Medieval theorists of nobility relied on earlier classical concepts (Platonic, Aristotelian and Christian-Hellenistic) of what personal traits and virtues constitute grounds for ennoblement.

Bartolus defined natural nobility by reference to Aristotle, who in his Politics explains how some are marked out for freedom by their virtues (and specifically by their capacity to rule), and are so distinguished from the mass of men whose talents fit them only for a servile role.

Bartolus argues that the prince should strive to make his dominion a true mirror of God's own by advancing only those who are naturally noble (see Maurice Keen, Chivalry, p. 149).

The counter-revolutionary author Edmund Burke wrote on merit-based promotion: "...the road to eminence and power, from obscure condition, ought not to be made too easy, nor a thing too much of course.

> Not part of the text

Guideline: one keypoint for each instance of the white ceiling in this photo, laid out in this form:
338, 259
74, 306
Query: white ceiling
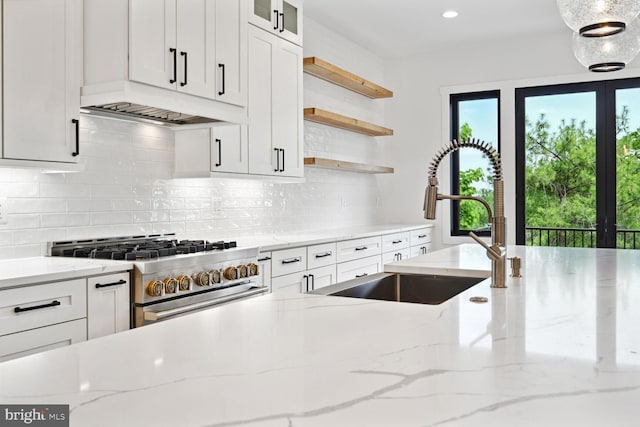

Napoleon Bonaparte and Friedrich Nietzsche were later to continue the tradition of promoting a vision of aristocratic meritocracy, although no longer within (and opposed to) the Catholic-chivalric framework.

After the reforms of Tsar Peter the Great in the early 18th century, noblemen in Russia were obliged to serve as civil or military officials.

The system was later extended to merchants and industrialists that with a successful career managing a business of reasonably large size would achieve personal or hereditary nobility.